IBM led Boca’s growth
    The PC put Boca on the map, said Susan Gillis, curator at the Boca Raton Historical Society.
    “It brought a lot of employees to town with the families. Because this became the center for PC operations which revolutionized the world, it was very exciting,” Gillis said. “Back in the day, they called this the ‘Silicon Beach.’”
    And security at the time was tighter than tight.
    “It was like the Pentagon — you couldn’t go in there,” Gillis said of IBM’s old headquarters.
“Everything was so top secret. It’s only in hindsight we get to see how important those baby steps were. The PC and her descendants had their birth in Boca.”
    At the time, the engineers who worked on it had no inkling of its future impact.
    “It was all even a very top-secret thing in IBM — you couldn’t talk about it. Rumors started,” Bradley recalled. “I hoped it was going to be successful — you always hoped things would be successful.

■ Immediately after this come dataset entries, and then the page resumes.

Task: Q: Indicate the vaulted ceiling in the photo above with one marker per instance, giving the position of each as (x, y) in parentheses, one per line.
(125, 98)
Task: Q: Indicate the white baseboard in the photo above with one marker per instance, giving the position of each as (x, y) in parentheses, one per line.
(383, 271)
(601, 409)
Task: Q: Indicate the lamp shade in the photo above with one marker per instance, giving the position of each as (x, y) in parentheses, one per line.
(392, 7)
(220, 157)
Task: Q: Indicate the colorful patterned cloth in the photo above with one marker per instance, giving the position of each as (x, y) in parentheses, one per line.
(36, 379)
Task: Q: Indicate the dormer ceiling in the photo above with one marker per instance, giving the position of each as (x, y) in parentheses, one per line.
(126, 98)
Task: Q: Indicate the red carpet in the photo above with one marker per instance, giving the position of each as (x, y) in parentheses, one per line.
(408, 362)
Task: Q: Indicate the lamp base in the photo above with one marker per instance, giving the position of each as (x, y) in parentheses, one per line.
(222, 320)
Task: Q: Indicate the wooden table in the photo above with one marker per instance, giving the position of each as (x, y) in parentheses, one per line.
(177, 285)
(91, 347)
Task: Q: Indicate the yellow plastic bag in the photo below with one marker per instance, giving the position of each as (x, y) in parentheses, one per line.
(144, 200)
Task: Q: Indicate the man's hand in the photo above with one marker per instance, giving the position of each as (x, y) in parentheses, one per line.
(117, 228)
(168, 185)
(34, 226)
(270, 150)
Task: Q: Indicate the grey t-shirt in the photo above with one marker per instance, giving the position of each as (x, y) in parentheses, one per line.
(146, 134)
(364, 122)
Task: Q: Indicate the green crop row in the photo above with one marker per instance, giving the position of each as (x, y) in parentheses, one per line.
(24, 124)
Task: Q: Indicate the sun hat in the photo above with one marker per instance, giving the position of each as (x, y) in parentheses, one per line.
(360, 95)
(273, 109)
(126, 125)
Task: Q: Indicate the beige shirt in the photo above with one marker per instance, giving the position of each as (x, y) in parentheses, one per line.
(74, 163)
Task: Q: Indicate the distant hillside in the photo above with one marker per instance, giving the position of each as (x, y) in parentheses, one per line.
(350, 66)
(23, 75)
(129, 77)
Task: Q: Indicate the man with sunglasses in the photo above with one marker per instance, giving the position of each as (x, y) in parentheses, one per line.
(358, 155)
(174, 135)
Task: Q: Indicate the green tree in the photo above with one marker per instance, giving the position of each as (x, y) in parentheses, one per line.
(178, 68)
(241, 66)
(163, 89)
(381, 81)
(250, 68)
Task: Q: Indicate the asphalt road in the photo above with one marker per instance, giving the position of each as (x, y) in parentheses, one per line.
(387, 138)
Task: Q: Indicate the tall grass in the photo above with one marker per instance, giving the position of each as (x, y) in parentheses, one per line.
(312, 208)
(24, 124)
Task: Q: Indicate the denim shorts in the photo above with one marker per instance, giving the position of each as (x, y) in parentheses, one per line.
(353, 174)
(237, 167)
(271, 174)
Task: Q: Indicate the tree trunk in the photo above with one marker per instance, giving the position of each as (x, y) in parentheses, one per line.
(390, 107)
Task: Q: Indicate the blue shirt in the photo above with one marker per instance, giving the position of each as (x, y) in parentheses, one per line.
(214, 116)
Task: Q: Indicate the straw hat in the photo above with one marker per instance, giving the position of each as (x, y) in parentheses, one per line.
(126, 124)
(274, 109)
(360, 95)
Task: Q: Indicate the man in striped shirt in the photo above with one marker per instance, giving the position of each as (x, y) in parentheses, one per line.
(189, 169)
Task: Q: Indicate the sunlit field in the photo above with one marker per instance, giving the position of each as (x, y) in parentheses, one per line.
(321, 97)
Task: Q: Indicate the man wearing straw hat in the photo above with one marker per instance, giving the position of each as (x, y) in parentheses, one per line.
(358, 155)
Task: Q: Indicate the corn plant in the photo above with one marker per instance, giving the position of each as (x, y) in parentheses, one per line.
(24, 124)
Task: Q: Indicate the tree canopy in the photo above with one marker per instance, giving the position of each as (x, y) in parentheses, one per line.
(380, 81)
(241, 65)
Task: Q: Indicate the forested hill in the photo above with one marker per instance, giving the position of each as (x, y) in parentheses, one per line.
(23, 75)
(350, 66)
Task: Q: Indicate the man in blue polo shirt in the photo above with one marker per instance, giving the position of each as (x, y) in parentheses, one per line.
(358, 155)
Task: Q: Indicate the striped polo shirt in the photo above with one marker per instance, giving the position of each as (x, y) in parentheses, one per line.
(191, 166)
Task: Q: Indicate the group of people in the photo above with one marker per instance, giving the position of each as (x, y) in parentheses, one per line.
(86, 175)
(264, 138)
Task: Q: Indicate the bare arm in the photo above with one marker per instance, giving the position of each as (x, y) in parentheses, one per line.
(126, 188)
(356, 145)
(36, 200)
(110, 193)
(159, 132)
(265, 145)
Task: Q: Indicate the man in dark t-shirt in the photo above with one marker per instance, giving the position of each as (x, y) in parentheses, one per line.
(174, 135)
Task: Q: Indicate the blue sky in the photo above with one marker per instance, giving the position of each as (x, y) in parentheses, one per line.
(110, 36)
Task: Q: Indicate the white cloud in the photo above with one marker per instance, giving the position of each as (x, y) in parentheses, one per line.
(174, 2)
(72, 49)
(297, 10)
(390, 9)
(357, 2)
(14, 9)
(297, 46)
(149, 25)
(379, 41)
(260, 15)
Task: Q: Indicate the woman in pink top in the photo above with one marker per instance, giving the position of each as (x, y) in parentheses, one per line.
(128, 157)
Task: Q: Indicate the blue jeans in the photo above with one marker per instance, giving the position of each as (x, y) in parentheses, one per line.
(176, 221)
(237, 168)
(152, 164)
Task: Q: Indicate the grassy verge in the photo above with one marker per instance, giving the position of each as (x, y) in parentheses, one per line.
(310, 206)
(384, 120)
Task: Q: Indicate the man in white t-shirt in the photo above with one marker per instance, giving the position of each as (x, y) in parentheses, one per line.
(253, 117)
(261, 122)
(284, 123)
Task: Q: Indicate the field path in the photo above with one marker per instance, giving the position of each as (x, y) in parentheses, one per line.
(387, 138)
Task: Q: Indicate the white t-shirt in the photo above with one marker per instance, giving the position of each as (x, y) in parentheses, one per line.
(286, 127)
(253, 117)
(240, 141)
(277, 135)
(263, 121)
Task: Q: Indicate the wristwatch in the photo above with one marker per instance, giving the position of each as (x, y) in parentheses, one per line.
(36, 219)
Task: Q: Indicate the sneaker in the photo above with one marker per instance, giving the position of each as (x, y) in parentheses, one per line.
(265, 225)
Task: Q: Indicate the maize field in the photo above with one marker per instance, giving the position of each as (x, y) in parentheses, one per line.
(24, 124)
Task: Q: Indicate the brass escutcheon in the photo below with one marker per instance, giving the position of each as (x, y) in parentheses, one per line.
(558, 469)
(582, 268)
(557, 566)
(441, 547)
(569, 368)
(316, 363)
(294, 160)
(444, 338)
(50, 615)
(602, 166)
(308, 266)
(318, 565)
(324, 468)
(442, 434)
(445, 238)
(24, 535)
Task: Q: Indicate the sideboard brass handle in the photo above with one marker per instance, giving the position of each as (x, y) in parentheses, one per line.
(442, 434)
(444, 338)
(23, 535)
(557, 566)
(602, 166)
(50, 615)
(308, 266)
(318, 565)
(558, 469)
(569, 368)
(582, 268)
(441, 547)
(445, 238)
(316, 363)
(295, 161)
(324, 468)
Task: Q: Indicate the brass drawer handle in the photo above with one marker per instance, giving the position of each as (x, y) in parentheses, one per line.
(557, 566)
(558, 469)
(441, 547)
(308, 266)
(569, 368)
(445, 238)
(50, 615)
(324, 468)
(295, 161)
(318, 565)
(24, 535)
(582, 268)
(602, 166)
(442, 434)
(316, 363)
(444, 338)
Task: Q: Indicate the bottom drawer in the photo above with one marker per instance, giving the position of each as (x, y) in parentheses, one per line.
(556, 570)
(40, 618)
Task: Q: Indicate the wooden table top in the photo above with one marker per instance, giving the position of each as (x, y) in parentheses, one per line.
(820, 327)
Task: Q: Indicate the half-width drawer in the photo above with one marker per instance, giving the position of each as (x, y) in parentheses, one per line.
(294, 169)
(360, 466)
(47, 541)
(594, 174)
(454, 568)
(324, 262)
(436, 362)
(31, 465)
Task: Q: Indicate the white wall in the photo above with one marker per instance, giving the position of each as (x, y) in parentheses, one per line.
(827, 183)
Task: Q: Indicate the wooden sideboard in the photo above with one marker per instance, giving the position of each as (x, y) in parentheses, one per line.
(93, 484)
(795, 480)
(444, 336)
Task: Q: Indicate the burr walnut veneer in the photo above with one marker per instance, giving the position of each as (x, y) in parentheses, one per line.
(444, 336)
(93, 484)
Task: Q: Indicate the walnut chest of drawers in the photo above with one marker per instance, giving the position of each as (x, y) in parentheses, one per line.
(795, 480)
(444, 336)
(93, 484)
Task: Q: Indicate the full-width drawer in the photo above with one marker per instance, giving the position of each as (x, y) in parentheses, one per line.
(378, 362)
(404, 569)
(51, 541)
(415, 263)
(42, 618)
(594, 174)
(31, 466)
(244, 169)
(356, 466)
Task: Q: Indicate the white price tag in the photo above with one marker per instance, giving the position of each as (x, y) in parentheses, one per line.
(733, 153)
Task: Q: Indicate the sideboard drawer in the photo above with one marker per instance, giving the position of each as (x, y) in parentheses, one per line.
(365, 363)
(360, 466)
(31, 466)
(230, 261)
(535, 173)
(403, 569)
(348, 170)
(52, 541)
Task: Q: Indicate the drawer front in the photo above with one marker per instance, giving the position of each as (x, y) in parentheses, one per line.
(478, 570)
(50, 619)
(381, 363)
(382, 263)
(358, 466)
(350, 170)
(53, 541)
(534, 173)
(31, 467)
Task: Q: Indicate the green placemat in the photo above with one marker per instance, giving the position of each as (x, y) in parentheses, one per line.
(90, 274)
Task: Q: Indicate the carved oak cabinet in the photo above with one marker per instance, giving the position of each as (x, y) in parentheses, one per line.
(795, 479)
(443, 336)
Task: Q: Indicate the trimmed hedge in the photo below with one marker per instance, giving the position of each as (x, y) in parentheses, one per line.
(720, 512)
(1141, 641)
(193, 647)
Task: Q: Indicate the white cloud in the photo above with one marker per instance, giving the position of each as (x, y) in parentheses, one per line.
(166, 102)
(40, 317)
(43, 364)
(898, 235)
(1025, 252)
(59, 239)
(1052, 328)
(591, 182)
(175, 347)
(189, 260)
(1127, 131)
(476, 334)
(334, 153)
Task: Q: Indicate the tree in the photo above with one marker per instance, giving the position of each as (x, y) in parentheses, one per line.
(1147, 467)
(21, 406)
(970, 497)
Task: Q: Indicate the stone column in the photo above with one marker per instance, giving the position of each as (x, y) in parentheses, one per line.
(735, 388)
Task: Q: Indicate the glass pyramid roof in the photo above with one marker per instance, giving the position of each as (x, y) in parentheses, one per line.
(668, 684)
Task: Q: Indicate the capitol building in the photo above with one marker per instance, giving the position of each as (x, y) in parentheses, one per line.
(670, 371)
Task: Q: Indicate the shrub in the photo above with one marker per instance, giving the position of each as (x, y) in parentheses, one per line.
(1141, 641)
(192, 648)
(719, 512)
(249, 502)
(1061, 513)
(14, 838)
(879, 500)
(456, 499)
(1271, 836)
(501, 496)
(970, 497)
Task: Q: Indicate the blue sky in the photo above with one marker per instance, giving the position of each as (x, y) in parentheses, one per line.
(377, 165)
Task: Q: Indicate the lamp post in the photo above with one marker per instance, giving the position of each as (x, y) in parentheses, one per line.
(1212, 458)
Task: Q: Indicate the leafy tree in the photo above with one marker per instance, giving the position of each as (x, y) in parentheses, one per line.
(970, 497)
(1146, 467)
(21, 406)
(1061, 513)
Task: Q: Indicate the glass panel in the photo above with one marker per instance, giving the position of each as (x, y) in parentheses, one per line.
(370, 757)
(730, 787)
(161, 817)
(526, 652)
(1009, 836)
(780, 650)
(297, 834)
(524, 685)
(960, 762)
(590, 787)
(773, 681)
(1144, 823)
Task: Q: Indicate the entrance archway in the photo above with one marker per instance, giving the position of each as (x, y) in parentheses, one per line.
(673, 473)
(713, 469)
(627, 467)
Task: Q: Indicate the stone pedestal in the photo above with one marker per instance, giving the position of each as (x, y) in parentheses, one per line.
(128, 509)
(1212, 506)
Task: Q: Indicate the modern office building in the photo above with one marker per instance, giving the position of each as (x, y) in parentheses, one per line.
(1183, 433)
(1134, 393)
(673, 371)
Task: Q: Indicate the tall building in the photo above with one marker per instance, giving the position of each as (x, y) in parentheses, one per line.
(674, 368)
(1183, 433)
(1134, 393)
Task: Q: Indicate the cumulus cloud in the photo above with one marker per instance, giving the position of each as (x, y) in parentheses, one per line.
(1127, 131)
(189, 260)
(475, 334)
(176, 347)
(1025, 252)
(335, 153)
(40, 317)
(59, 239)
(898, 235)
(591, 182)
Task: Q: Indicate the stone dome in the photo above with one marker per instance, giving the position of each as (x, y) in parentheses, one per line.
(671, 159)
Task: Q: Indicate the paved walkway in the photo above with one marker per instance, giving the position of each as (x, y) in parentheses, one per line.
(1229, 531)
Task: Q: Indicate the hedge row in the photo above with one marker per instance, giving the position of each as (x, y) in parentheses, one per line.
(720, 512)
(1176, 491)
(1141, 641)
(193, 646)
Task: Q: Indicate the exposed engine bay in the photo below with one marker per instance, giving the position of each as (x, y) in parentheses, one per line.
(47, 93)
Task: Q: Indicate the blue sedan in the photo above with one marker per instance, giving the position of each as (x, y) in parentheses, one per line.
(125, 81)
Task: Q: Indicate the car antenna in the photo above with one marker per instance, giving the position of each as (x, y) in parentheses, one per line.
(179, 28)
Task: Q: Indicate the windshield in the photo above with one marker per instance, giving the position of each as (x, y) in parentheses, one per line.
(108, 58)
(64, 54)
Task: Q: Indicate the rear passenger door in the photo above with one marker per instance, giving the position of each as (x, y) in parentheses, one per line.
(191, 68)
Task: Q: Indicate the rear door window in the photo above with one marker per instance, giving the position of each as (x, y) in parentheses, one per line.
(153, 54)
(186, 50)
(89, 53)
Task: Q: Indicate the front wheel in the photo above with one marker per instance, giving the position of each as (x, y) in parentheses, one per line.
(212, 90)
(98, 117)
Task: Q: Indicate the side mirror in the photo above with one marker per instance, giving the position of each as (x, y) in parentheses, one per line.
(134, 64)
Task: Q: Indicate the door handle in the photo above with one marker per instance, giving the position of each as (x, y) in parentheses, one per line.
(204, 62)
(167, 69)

I didn’t think it was going to change the world.”
    IBM former senior executive Peter Martinez urged those who attended the anniversary celebration to consider what life without the PC might have been like. “The internet would have never happened,” Martinez said.
    What did happen is that the PC became a standard for distribution around the world; it became a multibillion-dollar business and it transformed every other industry related to technology because of the volumes that were generated, Martinez noted.
    Retired IBM engineer Fred Goetz, 89, another of the “dirty dozen,” recalled how the 12 engineers got their marching orders. It was a convoluted path.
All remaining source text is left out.